Amigo do Lula, governo Chinês taxa Brasil em 55% e força dezenas de frigoríficos a paralisar produção e dar férias coletivas

Imprensa paga com dinheiro público para blindar Lula, se cala.

 Sábado, 11 de julho de 2026 

A China firmou em taxar em 55% toda importação de carne bovina que ultrapasse as cotas estabelecidas para cada país, e o Brasil já atingiu o limite.

Segundo análise da consultoria StoneX, o país havia preenchido 98,5% da cota anual de 1,106 milhão de toneladas até o fim de junho, considerando o volume embarcado.

O saldo restante deveria ser zerado em nos primeiros dias de julho, levando em conta o prazo médio entre o embarque no Brasil e a chegada da carga aos portos chineses.

A partir daí, qualquer embarque adicional passará a pagar 67% de tarifa total, a soma dos 12% originais com a sobretaxa de 55%, tornando o produto brasileiro inviável no principal mercado consumidor da proteína nacional.

País que mantém grande relacionamento e negociações com o governo Lula, a  China é o destino de 52% de toda a carne bovina exportada pelo Brasil. Em 2025, o país enviou 1,68 milhão de toneladas ao mercado chinês, volume 35% maior do que a cota estabelecida para 2026.

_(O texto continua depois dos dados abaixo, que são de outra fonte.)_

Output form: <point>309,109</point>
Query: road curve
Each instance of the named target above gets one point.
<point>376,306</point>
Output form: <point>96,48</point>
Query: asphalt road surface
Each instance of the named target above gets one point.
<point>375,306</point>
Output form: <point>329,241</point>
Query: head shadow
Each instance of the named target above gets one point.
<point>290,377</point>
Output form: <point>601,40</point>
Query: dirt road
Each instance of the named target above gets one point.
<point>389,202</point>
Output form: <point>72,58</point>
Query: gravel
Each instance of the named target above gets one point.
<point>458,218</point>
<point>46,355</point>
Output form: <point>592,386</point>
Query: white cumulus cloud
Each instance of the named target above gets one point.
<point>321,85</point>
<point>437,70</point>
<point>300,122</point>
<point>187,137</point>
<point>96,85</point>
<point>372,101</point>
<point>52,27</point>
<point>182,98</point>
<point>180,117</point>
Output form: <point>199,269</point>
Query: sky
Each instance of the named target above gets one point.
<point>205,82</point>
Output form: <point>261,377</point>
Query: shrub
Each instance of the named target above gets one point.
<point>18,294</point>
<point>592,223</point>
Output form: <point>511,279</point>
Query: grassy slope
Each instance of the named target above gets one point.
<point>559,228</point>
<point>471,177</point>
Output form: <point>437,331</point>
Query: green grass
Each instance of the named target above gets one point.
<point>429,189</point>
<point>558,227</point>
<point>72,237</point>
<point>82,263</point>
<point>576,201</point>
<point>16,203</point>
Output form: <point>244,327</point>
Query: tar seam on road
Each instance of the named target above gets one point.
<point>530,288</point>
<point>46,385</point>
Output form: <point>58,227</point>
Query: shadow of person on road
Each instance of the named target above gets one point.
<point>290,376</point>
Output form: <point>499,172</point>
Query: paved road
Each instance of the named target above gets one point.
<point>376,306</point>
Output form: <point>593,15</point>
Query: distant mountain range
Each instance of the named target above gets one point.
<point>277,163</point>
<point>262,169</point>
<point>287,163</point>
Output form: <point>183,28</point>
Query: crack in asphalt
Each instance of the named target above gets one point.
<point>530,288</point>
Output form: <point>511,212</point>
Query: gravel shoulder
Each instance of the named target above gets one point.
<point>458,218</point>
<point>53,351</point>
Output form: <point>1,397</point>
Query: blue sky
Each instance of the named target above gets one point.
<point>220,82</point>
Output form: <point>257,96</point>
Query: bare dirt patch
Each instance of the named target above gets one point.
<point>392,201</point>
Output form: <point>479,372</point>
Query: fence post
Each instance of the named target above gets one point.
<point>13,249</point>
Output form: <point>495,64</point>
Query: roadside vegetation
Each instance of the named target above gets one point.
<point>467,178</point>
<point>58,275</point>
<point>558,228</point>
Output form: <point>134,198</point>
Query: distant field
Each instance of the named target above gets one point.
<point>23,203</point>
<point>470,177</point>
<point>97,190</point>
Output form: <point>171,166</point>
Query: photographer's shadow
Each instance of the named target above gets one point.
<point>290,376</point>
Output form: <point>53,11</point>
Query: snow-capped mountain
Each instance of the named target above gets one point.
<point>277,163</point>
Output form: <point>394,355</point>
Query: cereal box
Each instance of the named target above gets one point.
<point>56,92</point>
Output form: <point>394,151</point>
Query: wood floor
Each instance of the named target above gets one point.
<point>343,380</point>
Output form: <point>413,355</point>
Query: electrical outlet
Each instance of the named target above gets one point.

A diferença entre o que o Brasil costumava exportar e o que pode exportar agora sem sobretaxa representa cerca de 580 mil toneladas anuais, volume que precisa ser redirecionado ao mercado interno ou a outros destinos internacionais.

A Abiec estima que as exportações totais de carne bovina em 2026 podem cair até 10% em relação ao ano anterior, com impacto de até 3 bilhões de dólares, equivalentes a 16,5 bilhões de reais, na receita do setor.

O efeito chegou antes do esgotamento da cota. Dezenas de frigoríficos já paralisaram a produção destinada ao mercado chinês e concederam férias coletivas aos trabalhadores, segundo relatos da indústria. Com mais carne disponível no mercado interno, há pressão baixista sobre os preços pagos ao produtor, pelo menos no curto prazo.

A inadimplência entre produtores rurais havia atingido 8,1% no segundo trimestre de 2025, o maior índice desde o início da série histórica da Serasa Experian, antes mesmo da cota chinesa começar a apertar.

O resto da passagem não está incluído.